More than a dozen protesters stood with signs about protecting the right to vote and the right to services, while a handful of people stood across the street from them with Donald Trump campaign signs. Some demonstrator signs outside the post office were critical of Trump.

For Emily Strauss, though, the post office isn’t a partisan issue.

“The post office is as nonpartisan an issue as one can get,” she said. “I would really like to emphasize that this is not about anybody but keeping the post office working. Everybody uses the post office. We need a functioning post office and one that is not politicized and that is not hostage to politics,” she said. “That’s why I’m here.”

Local candidates Faith Leith and Hugh Palcic joined the demonstrators outside the post office to advocate for better access to mail-in voting during COVID-19.

Pati Horton said she showed up with her Trump sign to defend the president.

Although those in front of the post office said they are protecting the right to vote for both Democrats and Republicans, Horton said the post office is overburdened due to increased usage during COVID-19 and can’t handle nationwide mail-in voting.

On Tuesday the Postmaster General halted further cuts until after the November election.
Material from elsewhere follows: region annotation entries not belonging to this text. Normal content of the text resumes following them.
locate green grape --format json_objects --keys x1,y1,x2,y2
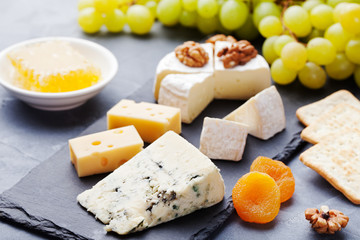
[
  {"x1": 310, "y1": 4, "x2": 334, "y2": 30},
  {"x1": 262, "y1": 36, "x2": 280, "y2": 64},
  {"x1": 281, "y1": 42, "x2": 307, "y2": 71},
  {"x1": 78, "y1": 0, "x2": 94, "y2": 11},
  {"x1": 182, "y1": 0, "x2": 197, "y2": 12},
  {"x1": 339, "y1": 3, "x2": 360, "y2": 34},
  {"x1": 105, "y1": 9, "x2": 126, "y2": 33},
  {"x1": 270, "y1": 58, "x2": 296, "y2": 85},
  {"x1": 299, "y1": 62, "x2": 326, "y2": 89},
  {"x1": 325, "y1": 53, "x2": 355, "y2": 80},
  {"x1": 259, "y1": 16, "x2": 283, "y2": 38},
  {"x1": 345, "y1": 36, "x2": 360, "y2": 64},
  {"x1": 301, "y1": 0, "x2": 323, "y2": 12},
  {"x1": 145, "y1": 0, "x2": 157, "y2": 18},
  {"x1": 354, "y1": 66, "x2": 360, "y2": 88},
  {"x1": 179, "y1": 11, "x2": 198, "y2": 27},
  {"x1": 156, "y1": 0, "x2": 181, "y2": 26},
  {"x1": 78, "y1": 7, "x2": 104, "y2": 33},
  {"x1": 234, "y1": 14, "x2": 259, "y2": 41},
  {"x1": 126, "y1": 4, "x2": 154, "y2": 35},
  {"x1": 253, "y1": 2, "x2": 281, "y2": 27},
  {"x1": 219, "y1": 0, "x2": 249, "y2": 30},
  {"x1": 283, "y1": 5, "x2": 312, "y2": 37},
  {"x1": 94, "y1": 0, "x2": 118, "y2": 13},
  {"x1": 306, "y1": 37, "x2": 336, "y2": 65},
  {"x1": 274, "y1": 35, "x2": 295, "y2": 56},
  {"x1": 324, "y1": 22, "x2": 353, "y2": 52},
  {"x1": 197, "y1": 0, "x2": 219, "y2": 18},
  {"x1": 197, "y1": 15, "x2": 218, "y2": 34}
]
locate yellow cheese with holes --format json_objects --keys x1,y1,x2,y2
[
  {"x1": 107, "y1": 99, "x2": 181, "y2": 143},
  {"x1": 69, "y1": 126, "x2": 144, "y2": 177}
]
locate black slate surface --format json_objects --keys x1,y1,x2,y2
[{"x1": 0, "y1": 77, "x2": 360, "y2": 239}]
But some Klamath protesters were calling for a reversal of damage already done, including the removal of some mail boxes.

Leith noted the fact that the USPS is the only mail service for some rural areas where private companies like FedEx and UPS don’t deliver because it’s not cost effective.

For some, supporting the post office wasn’t only about ensuring resources for mail-in voting. They noted that many people still depend on consistent mail service to receive things like checks and medications, and cuts to services to discourage mail-in voting can impact other needs from the post office.

“This is democracy at its best and worst,” Nancy Sheehan said.